It’s common for particular evaluative standards to be dominant within a particular society, but the culturally dominant standards will be the standards of the dominant people and groups. Anybody who made a methodological rule of evaluating actions by the standards which are or were culturally dominant in the society under consideration would be tacitly (and likely unconsciously) choosing to side with the powerful against the powerless.
Peter T 01.10.22 at 3:52 am
“Should not and cannot. Analysis and judgement aren’t the same, but they can’t be separated”
I’ll try again.
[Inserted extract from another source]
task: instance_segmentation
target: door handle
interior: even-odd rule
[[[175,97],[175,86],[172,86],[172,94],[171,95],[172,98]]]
If I am to understand and enjoy Shakespeare or Homer or Froissart I have to have a degree of sympathetic understanding of people many of whose values and suppositions I do not share, and would roundly condemn if displayed in modern times. That does not mean I think these values and suppositions were right (or universal) back then, but too great an emphasis on that judgement does not aid in my understanding and enjoyment. So some separation is essential – a putting aside of judgement.
Present concerns and perspectives shape our approach to history (consider the shift in the last few decades from history as the doings of the great to ‘subaltern history’ – the perspective on events of those below – the colonised, women, the lower classes). This gives a more rounded picture and usefully reminds us to check our assumptions on current policies – what looks benevolent to us might look quite different to those most affected. But the values of subaltern groups were often as unpalatable as those of the high-us. Again, sympathy is called for if we are to understand them.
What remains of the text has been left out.